The Homeland Security Exercise and Evaluation Program (HSEEP) provides a set of guiding
principles for exercise programs, as well as a common approach to exercise program
management, design and development, conduct, evaluation, and improvement planning.
Exercises are a key component of national preparedness—they provide elected and appointed
officials and stakeholders from across the whole community with the opportunity to shape
planning, assess and validate capabilities, and address areas for improvement.
Through the use of HSEEP, exercise program managers can develop, execute, and evaluate
exercises that address the priorities established by an organization’s leaders. These priorities are
based on the National Preparedness Goal, strategy documents, threat and hazard
identification/risk assessment processes, capability assessments, and the results from previous
exercises and real-world events. These priorities guide the overall direction of a progressive
exercise program, where individual exercises are anchored to a common set of priorities or
objectives and build toward an increasing level of complexity over time. Accordingly, these
priorities guide the design and development of individual exercises, as planners identify exercise
objectives and align them to core capabilities.

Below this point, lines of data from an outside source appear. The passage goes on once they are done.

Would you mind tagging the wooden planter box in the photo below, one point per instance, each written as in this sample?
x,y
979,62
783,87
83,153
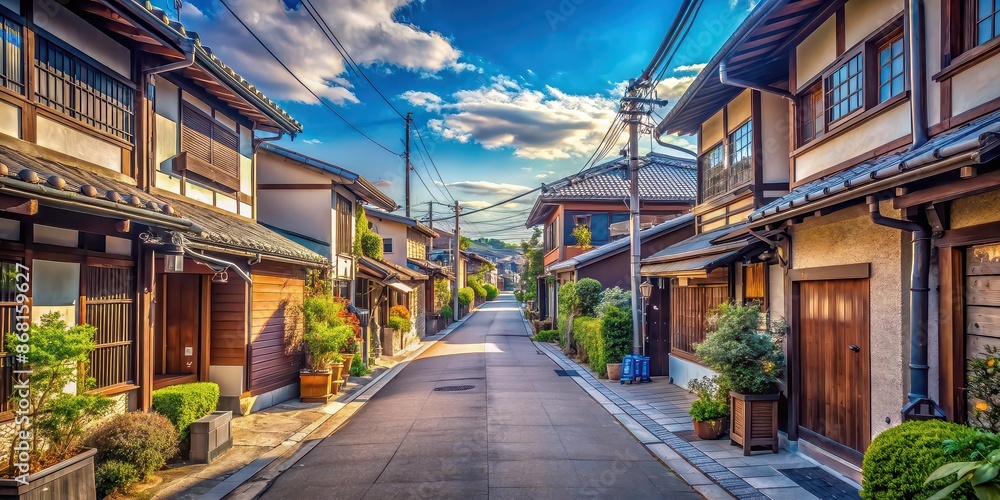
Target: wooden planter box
x,y
753,421
71,479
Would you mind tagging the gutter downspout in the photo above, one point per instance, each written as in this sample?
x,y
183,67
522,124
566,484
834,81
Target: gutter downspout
x,y
736,82
915,44
920,405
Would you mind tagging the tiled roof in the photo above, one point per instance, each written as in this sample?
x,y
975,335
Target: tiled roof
x,y
856,181
661,178
622,244
205,55
55,182
228,230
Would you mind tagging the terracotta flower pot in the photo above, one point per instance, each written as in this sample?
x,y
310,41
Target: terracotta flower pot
x,y
711,429
614,372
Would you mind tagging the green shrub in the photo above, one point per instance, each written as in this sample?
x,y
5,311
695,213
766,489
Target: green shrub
x,y
114,476
901,458
617,327
547,336
466,295
144,440
185,403
622,299
588,293
590,343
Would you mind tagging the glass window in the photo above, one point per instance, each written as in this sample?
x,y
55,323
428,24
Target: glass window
x,y
845,89
987,20
890,69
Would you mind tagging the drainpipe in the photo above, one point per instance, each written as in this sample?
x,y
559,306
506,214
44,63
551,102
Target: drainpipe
x,y
920,405
915,45
736,82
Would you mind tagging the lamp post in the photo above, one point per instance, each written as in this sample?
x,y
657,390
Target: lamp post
x,y
645,289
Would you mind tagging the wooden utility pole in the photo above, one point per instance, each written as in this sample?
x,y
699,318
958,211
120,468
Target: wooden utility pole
x,y
457,256
407,157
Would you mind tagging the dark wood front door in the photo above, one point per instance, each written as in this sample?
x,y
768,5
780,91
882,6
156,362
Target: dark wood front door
x,y
179,319
658,333
835,390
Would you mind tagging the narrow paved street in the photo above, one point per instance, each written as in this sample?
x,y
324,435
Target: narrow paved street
x,y
481,414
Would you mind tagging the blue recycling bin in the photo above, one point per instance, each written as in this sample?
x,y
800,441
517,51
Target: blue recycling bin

In this way, the use of HSEEP—in line with the National Preparedness Goal and the National Preparedness System—supports efforts across the whole community that improve our national capacity to build, sustain, and deliver core capabilities for evaluation during the exercise. Exercise evaluation assesses the ability to meet exercise objectives and capabilities by documenting strengths, areas for improvement, core capability performance, and corrective actions in an After-Action Report/Improvement Plan (AAR/IP). Through improvement planning, organizations take the corrective actions needed to improve plans, build.